Who Can Be Held Liable in California Childhood Abuse Cases
California Civil Code Section 1708.5 and Code of Civil Procedure Section 340.1 together provide the framework for civil childhood sexual abuse claims. Individual perpetrators bear direct liability for the acts they committed. Institutions face liability when they knew or had reason to know that the perpetrator posed an unreasonable risk of harm to children and failed to take reasonable steps to prevent the abuse. This can include negligent hiring when an adequate background check would have revealed prior conduct, negligent supervision when warning signs of abuse were ignored, and negligent retention when credible complaints were received and disregarded. California courts have applied this framework to schools, religious organizations, youth sports programs, scouting organizations, healthcare systems, and any other context where adults in positions of trust had unsupervised access to children.
How California’s Discovery Rule Extends the Claim Period
Even for survivors who do not fall within the extended age 40 deadline under AB 218, California’s discovery rule may extend the limitations period. The discovery rule pauses the statute of limitations until the survivor discovers, or reasonably should have discovered, that the psychological injury they are experiencing was caused by the childhood sexual abuse. Survivors who suppressed memories of the abuse, who understood the acts at the time but only later recognized them as abuse, or who only recently connected their psychological symptoms to the childhood experience may have claims that remain viable under the discovery rule even after the standard period has run.
What the Treble Damages Provision Means for Institutional Defendants
The treble damages provision in AB 218 applies when the defendant is an organization that concealed the abusive act from the victim or from others who might have been in a position to stop it. Concealment includes active suppression of complaints, misrepresentation to parents or the public about the presence of a perpetrator, failure to report known abuse to law enforcement as required by California’s mandatory reporting laws, and the practice of quietly reassigning accused perpetrators to new positions rather than reporting or terminating them. The availability of treble damages against concealing institutions changes the financial stakes of litigation in ways that influence how institutional defendants approach settlement, and it reflects the legislative judgment that organizational cover-up deserves a punitive financial consequence beyond the base compensatory damages.

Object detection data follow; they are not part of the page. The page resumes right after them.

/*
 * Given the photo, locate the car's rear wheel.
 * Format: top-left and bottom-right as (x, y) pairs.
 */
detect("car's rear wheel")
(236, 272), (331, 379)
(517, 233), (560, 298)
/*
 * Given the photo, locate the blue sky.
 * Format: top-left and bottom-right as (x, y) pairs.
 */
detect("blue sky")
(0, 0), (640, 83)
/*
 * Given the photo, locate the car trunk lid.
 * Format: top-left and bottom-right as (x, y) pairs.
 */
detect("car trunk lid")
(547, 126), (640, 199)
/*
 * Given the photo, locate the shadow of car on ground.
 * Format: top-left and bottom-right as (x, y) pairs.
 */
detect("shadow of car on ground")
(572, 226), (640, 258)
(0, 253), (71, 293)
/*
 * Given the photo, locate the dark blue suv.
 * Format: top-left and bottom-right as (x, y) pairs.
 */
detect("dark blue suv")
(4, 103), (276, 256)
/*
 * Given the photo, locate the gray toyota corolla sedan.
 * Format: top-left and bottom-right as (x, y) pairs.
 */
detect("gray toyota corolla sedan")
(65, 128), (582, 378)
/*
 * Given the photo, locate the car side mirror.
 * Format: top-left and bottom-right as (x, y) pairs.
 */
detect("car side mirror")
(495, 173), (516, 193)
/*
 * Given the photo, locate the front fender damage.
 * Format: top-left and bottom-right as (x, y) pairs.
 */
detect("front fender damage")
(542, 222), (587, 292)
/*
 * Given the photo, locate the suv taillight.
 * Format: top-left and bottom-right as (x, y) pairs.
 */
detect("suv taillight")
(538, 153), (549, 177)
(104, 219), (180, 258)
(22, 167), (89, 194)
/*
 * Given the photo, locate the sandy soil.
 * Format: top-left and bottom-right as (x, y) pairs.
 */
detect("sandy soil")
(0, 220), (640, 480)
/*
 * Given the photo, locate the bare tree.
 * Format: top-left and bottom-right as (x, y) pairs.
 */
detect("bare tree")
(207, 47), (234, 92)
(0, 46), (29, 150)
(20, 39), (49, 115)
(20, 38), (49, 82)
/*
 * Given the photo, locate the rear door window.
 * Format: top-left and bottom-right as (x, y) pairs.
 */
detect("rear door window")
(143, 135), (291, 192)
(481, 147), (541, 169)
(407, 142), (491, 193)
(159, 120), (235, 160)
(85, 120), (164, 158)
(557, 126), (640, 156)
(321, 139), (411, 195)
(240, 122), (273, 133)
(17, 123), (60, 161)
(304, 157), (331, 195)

How to Evaluate a Potential California Childhood Abuse Claim
Evaluating whether a specific survivor’s claim is viable under California’s current framework requires analyzing the date and nature of the abuse, the identity of the perpetrator and the institution involved, and the specific limitations period that applies given the survivor’s age and the date of the abuse. The California Legislative Information page for Code of Civil Procedure Section 340.1 sets out the complete current framework for civil childhood sexual abuse claims in California, including the extended limitations periods, the discovery rule provisions, and the treble damages provision against concealing organizations.